O malvertising é o canal mais barato. A página preparada vive dentro do iframe de um banner publicitário e atinge qualquer pessoa que carregue a página anfitriã. Mais sobre o tema em Malvertising: When the Ad Is the Attack. Os watering hole attacks são mais dirigidos: o atacante compromete um site que sabe ser visitado com frequência pelo público-alvo (um meio do setor, uma documentação para programadores, um fórum da comunidade) e implanta ali o exploit.
A terceira variante são os sites legítimos diretamente comprometidos. Um plugin de WordPress pirateado, uma conta de CDN roubada ou um build hook manipulado chegam para injetar scripts num site de confiança. Para os visitantes, não há forma de notar a diferença.

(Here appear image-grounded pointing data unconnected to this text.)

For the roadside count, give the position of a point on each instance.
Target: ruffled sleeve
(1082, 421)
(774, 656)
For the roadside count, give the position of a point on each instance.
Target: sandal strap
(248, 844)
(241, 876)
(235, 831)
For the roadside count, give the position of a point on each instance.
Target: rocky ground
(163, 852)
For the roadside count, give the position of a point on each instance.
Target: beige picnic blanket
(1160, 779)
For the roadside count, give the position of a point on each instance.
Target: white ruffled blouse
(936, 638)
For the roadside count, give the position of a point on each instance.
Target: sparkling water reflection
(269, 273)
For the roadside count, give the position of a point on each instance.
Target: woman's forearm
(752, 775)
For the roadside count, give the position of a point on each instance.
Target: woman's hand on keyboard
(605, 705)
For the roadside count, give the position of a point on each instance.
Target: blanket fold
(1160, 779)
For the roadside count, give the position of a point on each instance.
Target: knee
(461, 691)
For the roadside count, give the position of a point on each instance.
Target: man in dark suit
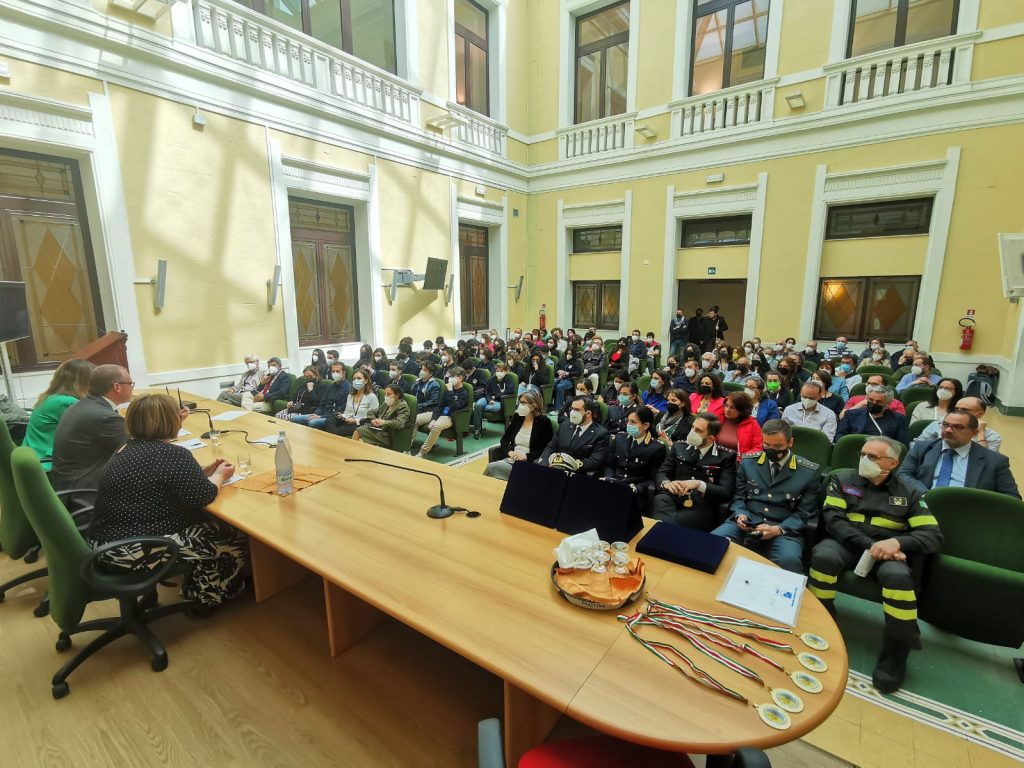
(876, 419)
(580, 444)
(955, 460)
(696, 477)
(91, 430)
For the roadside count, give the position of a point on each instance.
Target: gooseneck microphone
(438, 511)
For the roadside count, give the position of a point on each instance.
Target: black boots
(891, 669)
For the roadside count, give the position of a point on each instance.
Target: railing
(236, 32)
(596, 137)
(730, 108)
(921, 67)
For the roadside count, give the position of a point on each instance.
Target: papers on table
(228, 415)
(765, 590)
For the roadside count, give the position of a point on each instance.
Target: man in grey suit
(955, 460)
(91, 430)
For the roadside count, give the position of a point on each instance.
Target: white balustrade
(243, 35)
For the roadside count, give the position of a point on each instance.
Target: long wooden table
(481, 587)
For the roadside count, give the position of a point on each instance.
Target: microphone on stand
(438, 511)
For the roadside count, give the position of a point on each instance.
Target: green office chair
(975, 586)
(846, 452)
(78, 579)
(812, 444)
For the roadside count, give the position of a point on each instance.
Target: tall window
(602, 53)
(44, 243)
(324, 260)
(729, 40)
(867, 307)
(879, 25)
(595, 303)
(363, 28)
(471, 56)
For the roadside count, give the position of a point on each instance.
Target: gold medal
(814, 642)
(773, 716)
(806, 681)
(786, 699)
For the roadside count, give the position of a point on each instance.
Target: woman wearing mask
(709, 398)
(384, 421)
(762, 408)
(676, 422)
(360, 401)
(528, 433)
(655, 395)
(942, 400)
(740, 431)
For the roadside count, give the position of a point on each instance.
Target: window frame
(601, 45)
(600, 286)
(899, 37)
(714, 7)
(471, 38)
(829, 223)
(345, 11)
(867, 284)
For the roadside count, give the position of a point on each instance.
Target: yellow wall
(202, 201)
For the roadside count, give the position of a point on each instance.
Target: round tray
(589, 603)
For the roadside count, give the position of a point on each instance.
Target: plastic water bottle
(283, 465)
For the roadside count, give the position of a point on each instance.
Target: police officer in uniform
(776, 497)
(871, 509)
(695, 478)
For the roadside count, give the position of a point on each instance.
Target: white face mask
(868, 469)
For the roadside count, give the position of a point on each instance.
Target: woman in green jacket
(383, 422)
(70, 382)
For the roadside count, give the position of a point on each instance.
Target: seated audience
(955, 460)
(696, 478)
(776, 497)
(869, 509)
(248, 384)
(382, 422)
(69, 385)
(877, 419)
(527, 434)
(740, 431)
(581, 444)
(152, 487)
(809, 413)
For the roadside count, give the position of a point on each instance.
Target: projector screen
(13, 312)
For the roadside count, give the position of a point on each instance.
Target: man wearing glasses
(870, 510)
(91, 430)
(956, 460)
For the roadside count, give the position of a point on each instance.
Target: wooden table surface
(481, 587)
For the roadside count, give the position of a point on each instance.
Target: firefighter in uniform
(776, 496)
(871, 509)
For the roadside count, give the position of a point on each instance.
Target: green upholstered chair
(402, 438)
(76, 578)
(812, 444)
(975, 586)
(846, 452)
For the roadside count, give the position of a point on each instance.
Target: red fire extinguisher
(967, 335)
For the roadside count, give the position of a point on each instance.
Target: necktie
(945, 469)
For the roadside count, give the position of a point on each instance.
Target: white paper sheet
(228, 415)
(765, 590)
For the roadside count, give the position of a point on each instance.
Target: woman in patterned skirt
(152, 487)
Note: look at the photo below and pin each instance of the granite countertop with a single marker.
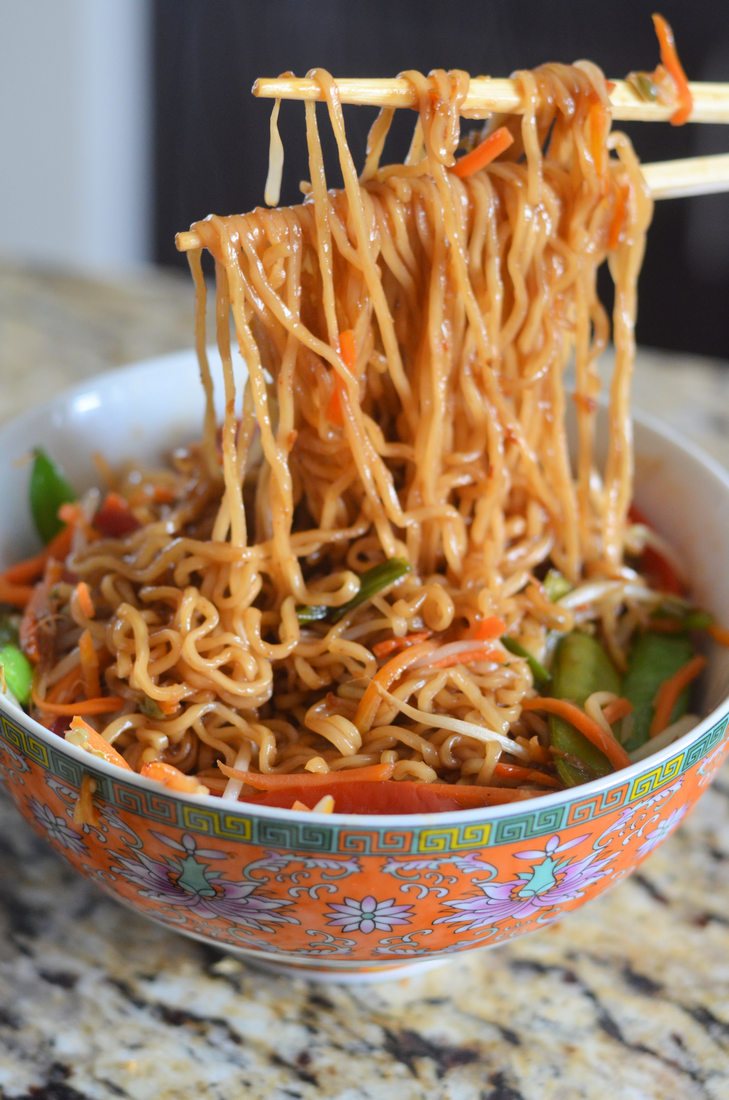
(627, 998)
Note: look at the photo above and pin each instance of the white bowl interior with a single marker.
(144, 410)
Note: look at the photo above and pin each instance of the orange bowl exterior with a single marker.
(331, 892)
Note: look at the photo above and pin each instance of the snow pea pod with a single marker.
(18, 672)
(580, 668)
(48, 490)
(653, 658)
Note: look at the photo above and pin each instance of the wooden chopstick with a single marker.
(666, 179)
(489, 95)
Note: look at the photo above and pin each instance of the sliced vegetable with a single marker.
(541, 674)
(581, 667)
(405, 796)
(18, 672)
(114, 518)
(483, 154)
(606, 743)
(85, 737)
(48, 490)
(670, 691)
(375, 580)
(670, 58)
(555, 585)
(653, 659)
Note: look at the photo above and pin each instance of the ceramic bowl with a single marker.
(351, 897)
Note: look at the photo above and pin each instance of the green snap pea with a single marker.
(541, 674)
(555, 585)
(18, 672)
(375, 580)
(48, 490)
(581, 667)
(653, 658)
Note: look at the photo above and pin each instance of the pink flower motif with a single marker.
(187, 883)
(539, 893)
(368, 914)
(661, 831)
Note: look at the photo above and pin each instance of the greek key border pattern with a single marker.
(299, 836)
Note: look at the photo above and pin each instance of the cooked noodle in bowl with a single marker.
(361, 591)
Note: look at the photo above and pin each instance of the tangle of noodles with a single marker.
(406, 340)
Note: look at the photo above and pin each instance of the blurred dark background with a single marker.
(211, 135)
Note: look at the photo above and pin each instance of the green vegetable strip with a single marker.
(539, 672)
(653, 658)
(47, 492)
(18, 672)
(372, 582)
(581, 668)
(555, 585)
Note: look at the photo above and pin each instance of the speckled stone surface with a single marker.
(628, 998)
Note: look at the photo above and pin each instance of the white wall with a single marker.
(75, 132)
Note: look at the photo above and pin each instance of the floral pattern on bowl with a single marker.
(344, 893)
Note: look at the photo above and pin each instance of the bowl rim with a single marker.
(446, 818)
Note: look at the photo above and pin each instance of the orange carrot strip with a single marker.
(173, 778)
(374, 773)
(35, 609)
(618, 708)
(478, 157)
(670, 691)
(85, 737)
(31, 569)
(85, 601)
(89, 666)
(574, 714)
(391, 645)
(515, 771)
(19, 595)
(492, 627)
(467, 656)
(102, 705)
(65, 686)
(386, 677)
(670, 58)
(348, 350)
(719, 634)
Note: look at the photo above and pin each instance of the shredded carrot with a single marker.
(65, 689)
(89, 666)
(36, 609)
(618, 708)
(18, 595)
(374, 773)
(576, 716)
(492, 627)
(719, 634)
(670, 58)
(31, 569)
(85, 601)
(483, 154)
(670, 691)
(348, 350)
(101, 705)
(386, 677)
(393, 645)
(520, 774)
(85, 737)
(173, 778)
(467, 656)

A janela entre o patch e o rollout

O Chrome, o Firefox e o Safari corrigem falhas críticas em poucos dias. Mas os updates só chegam até ti quando o browser os transfere e reinicia. Em desktop costuma demorar 24 horas, em Android às vezes semanas, e em ambientes enterprise geridos pode estender-se até um mês, consoante a janela de rollout.
Os atacantes conhecem esta janela ao pormenor. Esperam pelo dia da disclosure, fazem o diff ao patch para isolar a verdadeira alteração e montam um exploit em poucas horas. Durante um período curto mas muito lucrativo, o público fica vulnerável de forma assumida. Mesmo num ambiente bem gerido, ficas exposto durante essas horas.
Os updates automáticos ajudam, mas não chega. Um browser que não reinicia há cinco dias continua a correr a build antiga, ainda que o patch tenha sido transferido há muito.
Conter, não evitar
Não consegues evitar os drive-by downloads de forma fiável e continuar a usar a web. A ideia de que os sites de confiança são seguros não se aguenta, porque as redes de publicidade, os supply chain attacks e os zero-days atingem até os mais fiáveis. O foco muda de evitar para conter.
Uma sessão de browser isolada continua a levar o exploit a sério, mas faz com que caia num ambiente que não é o teu sistema operativo. O payload aterra num container que é descartado quando acabas. O teu portátil fica limpo. Junta a isto uma cadência rápida de updates no browser do dia a dia e a ideia de que os links desconhecidos não têm de abrir na máquina de produção, e o teu risco real cai bastante. Mais contexto sobre o ciclo zero-day em Zero-Day Exploits.